[Python-Dev] Dictionary sparseness

Jack Diederich jack@performancedrivers.com
Mon, 12 May 2003 02:16:57 -0400


On Sun, May 11, 2003 at 09:47:33PM -0400, Tim Peters wrote:
> [Agthorr]
> > An alternate optimization would be the additional of an immutable
> > dictionary type to the language, initialized from a mutable dictionary
> > type.  Upon creation, this dictionary would optimize itself, in a
> > manner similar to "gperf" program which creates (nearly) minimal
> > zero-collision hash tables.
>
> For symbol table apps, Bentley & Sedgewick rehabilitated the idea of ternary
> search trees a few years ago, and I think you'd enjoy reading their papers:
> 
>     http://www.cs.princeton.edu/~rs/strings/
> 
> In particular, they're faster than hashing in the failing-lookup case.

They nest well too.  And you can do some caching if the higher level trees
are unchaning (local scope can shortcut into builtins).

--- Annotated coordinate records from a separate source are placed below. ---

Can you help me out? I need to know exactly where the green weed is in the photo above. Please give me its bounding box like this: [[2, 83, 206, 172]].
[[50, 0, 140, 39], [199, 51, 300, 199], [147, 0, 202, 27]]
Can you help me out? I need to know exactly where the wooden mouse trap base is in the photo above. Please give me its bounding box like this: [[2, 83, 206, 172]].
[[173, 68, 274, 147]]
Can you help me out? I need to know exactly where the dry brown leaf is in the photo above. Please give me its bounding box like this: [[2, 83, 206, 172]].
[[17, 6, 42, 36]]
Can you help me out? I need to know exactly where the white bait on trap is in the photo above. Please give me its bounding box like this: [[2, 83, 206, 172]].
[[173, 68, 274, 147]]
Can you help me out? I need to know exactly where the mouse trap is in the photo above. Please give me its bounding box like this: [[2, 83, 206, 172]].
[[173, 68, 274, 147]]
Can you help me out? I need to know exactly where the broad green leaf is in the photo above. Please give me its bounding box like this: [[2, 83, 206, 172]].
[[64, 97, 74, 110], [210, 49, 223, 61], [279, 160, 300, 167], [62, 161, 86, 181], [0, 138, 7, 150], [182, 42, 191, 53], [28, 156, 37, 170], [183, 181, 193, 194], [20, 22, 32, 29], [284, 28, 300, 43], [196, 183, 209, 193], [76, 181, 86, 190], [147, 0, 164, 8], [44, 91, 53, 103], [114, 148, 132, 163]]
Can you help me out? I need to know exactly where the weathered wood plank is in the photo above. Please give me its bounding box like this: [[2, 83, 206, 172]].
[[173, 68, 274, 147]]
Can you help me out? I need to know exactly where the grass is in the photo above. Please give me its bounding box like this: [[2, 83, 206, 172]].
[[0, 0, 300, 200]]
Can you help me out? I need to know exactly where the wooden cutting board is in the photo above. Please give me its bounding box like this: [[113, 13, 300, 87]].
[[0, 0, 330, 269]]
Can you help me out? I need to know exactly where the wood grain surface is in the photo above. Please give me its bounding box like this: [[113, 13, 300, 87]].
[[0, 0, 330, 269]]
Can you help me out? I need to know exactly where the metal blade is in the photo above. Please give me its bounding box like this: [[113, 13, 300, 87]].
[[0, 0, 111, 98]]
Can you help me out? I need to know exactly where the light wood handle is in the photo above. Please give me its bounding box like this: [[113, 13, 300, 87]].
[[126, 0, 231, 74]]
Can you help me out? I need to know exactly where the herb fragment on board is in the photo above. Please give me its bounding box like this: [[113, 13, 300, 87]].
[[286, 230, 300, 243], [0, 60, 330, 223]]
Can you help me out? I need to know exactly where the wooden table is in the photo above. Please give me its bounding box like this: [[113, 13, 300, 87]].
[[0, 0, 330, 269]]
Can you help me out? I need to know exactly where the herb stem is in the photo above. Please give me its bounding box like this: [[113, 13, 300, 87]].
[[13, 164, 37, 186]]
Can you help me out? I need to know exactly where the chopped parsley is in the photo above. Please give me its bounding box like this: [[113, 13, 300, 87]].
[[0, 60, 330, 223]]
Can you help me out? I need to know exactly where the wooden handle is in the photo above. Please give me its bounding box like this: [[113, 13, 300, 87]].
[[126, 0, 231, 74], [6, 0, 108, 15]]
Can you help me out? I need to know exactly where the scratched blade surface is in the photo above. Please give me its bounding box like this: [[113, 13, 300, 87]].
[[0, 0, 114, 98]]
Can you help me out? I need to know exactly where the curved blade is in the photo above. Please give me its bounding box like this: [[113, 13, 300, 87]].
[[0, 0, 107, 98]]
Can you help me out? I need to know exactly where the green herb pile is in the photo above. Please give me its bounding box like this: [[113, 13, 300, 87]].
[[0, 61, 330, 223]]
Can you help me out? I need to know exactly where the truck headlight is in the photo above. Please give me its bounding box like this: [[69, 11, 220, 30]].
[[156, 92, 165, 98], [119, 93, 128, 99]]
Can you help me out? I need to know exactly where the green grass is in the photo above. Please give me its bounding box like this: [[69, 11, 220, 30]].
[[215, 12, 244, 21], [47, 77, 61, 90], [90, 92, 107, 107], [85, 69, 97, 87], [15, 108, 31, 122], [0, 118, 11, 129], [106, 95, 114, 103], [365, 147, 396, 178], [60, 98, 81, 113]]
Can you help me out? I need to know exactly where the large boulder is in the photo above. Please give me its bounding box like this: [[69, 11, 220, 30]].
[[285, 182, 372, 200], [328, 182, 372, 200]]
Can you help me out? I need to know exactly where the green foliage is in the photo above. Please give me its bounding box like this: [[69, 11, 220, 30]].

I have a pure-python ternary tree and a C w/python wrappers of ternary trees
lying around.  They were written with symbol tables is mind, I haven't touched
em since my presentation proposal on the topic [ternary trees in general,
replacing python symbol dict w/ t-trees as the closing example] was declined 
for the Portland OReilly thingy (bruised ego, sour grapes, et al).

Cut-n-paste from an off-list for this undying thread below.
Hettinger's idea of treaps is a good one.  A ternary-treap would also
be possible.

-jack

[Raymond]
> My thought is to use a treap.  The binary search side would scan the
> hash values while the heap part would organize from most frequent to
> least frequently accessed key.  It could even be dynamic and re-arrange
> the heap according to usage patterns.

[me]
treaps would probably be a better fit than ternary trees, espcially for
builtins for the reasons you mention.  A good default ordering would
go a long way.

[me, about ternary trees]
They nest nicely, a valid 'next' node can be another ternary tree, so
pseudo code for import would be

newmodule = __import__('mymodule')
# assume __module_symdict__ is the module's symbol table
__module_symdict__['mymodule.'] = newmodule.__module_symdict__

a lookup for 'mymodule.some_function' would happily run from the
current module's tree into the 'mymodule' tree.  The '.' seperator
would only remain speical from a user's point of view.

If symbols don't share leading characters, ternary trees are just
binary trees that require additional bookkeeping.  This is probably
the case, so ternary trees become less neat [even if they do make for
prettier pictures].